Nos gustan compartir los momentos de felicidad y de alegría con las personas más cercanas a nosotros. Sabemos que la alegría no dura siempre, pero hemos de saber mantenerla, porque humanamente nos aportan muchas más vivencias positivas que negativas. Hay veces que la tristeza llega a lo más profundo de nuestro corazón, especialmente cuando hemos dado todo nuestro tiempo y nuestros esfuerzos a un proyecto que luego no ha dado el resultado que esperábamos, no por nosotros, sino porque nos vemos superados por las circunstancias de nuestro entorno.
Si algo nos aporta la fe es la alegría de sentirnos parte activa de estas vivencias, porque así seremos personas virtuosas capaces dar lo mejor de nosotros mismos. Dependiendo de la autenticidad de nuestra vida podremos de asemejarnos más a Dios y seguirle con esa alegría que todo lo transforma y cambia. La alegría que sentimos en nuestro interior debe salir del encuentro que tenemos con Cristo, que nos anima a dar lo mejor que tenemos dentro. Dios quiere amarnos y que nos sintamos realizados en todo lo que hagamos. Este es el reto que tenemos por delante, dejar que Dios vaya delante de nosotros y podamos seguir sus pasos.

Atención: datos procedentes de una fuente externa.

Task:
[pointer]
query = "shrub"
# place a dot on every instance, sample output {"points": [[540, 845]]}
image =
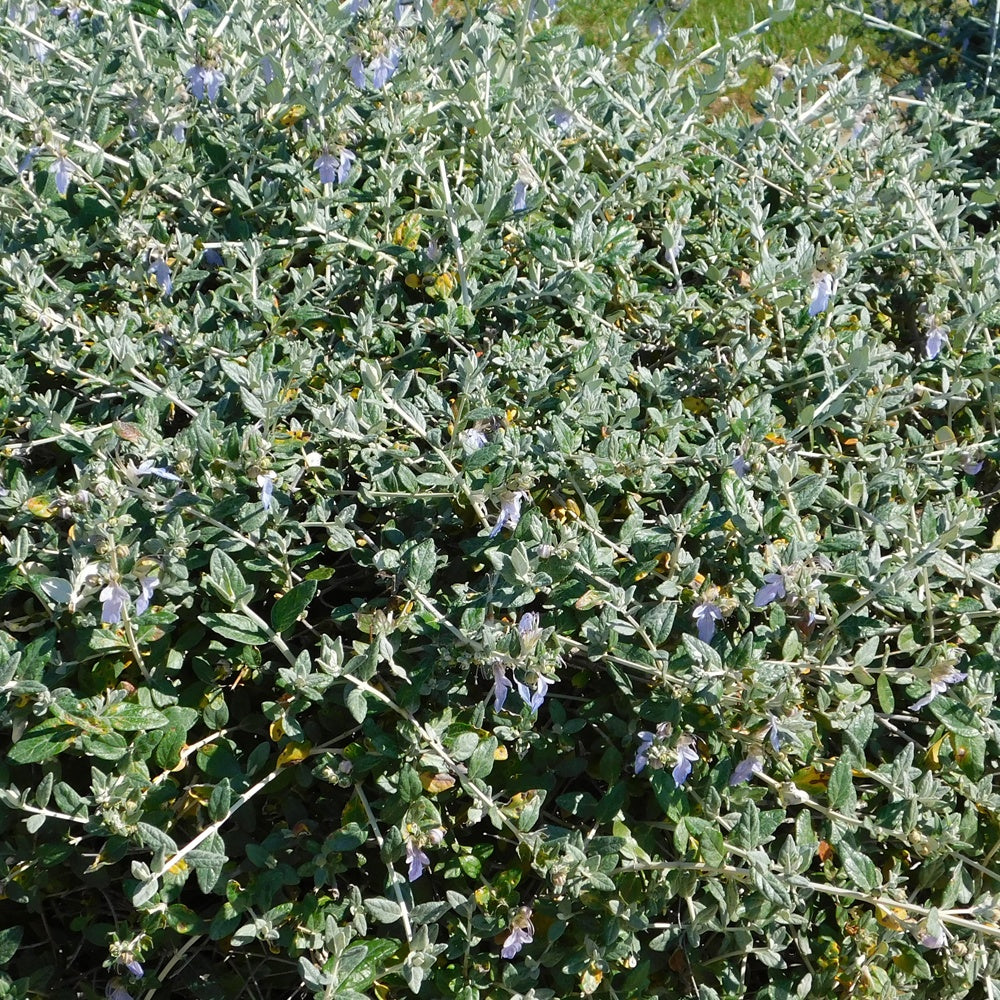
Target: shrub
{"points": [[479, 523]]}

Si nos separamos de Dios perdemos la alegría y la claridad espiritual que nos permite descubrirle en lo que acontece a nuestro alrededor. El distanciamiento de Dios provoca que nos enfriemos en el corazón y dejamos de sentir por Él. En nuestra mente mantenemos frescos los pensamientos, pero en el corazón nos enfriamos, porque dejamos de vivir la fe y la relación con el Señor. Nos volvemos más vulnerables y somos más fáciles de tentar, porque estamos a merced del mundo y de sus tentaciones apetecibles que hacen que perdamos la fuerza y la autenticidad como creyentes. No por esto dejamos de ser buenas personas, aunque sí que nuestra interioridad se empaña y poco a poco, con el tiempo, puede terminar volviéndose mediocre.
Por eso la alegría es necesaria, porque nos hará ilusionarnos, experimentar lo bien que se está en la casa del Padre Bueno que siempre nos acoge y nos invita a pasar a la fiesta de nuestro Señor. Todo trabajo tiene su recompensa. Hay que multiplicar los talentos, hay que actuar desde el amor a Dios y desde el compromiso por el Evangelio. Esta es la responsabilidad que Dios nos anima a vivir cada día, respondiendo a la misión que como creyentes tenemos: «“Señor, cinco talentos me dejaste; mira, he ganado otros cinco”. Su señor le dijo: “Bien, siervo bueno y fiel; como has sido fiel en lo poco, te daré un cargo importante; entra en el gozo de tu señor”» (Mt 25, 20-21). A todos nos queda la satisfacción del trabajo bien hecho, lo bien que nos sentimos cuando hacemos lo correcto y cuando por amor nos entregamos a los demás. Si queremos “entrar en el gozo del Señor” no podemos quedarnos parados, hemos de actuar desde el Evangelio, que siempre nos va a llevar al gozo de actuar movidos por el amor. Esta actitud nos vuelve multiplicada porque «hay más alegría en dar que en recibir» (Hch 20, 35). Si queremos ser testigos de Jesús en el mundo la alegría es fundamental, porque nos lanza a la gran aventura de amar sin medida, de entregarnos por los demás siguiendo los pasos del Maestro que se ofreció en la Cruz por amor. Así es como cumplimos el mandato del Señor y realizamos el camino de la felicidad: «Amando a Dios sobre todas las cosas y al prójimo como a ti mismo» (Mt 22, 37-39). Vivir la alegría del Señor dependerá de tu capacidad de compromiso y perseverancia. Con la ayuda de Dios lo conseguirás.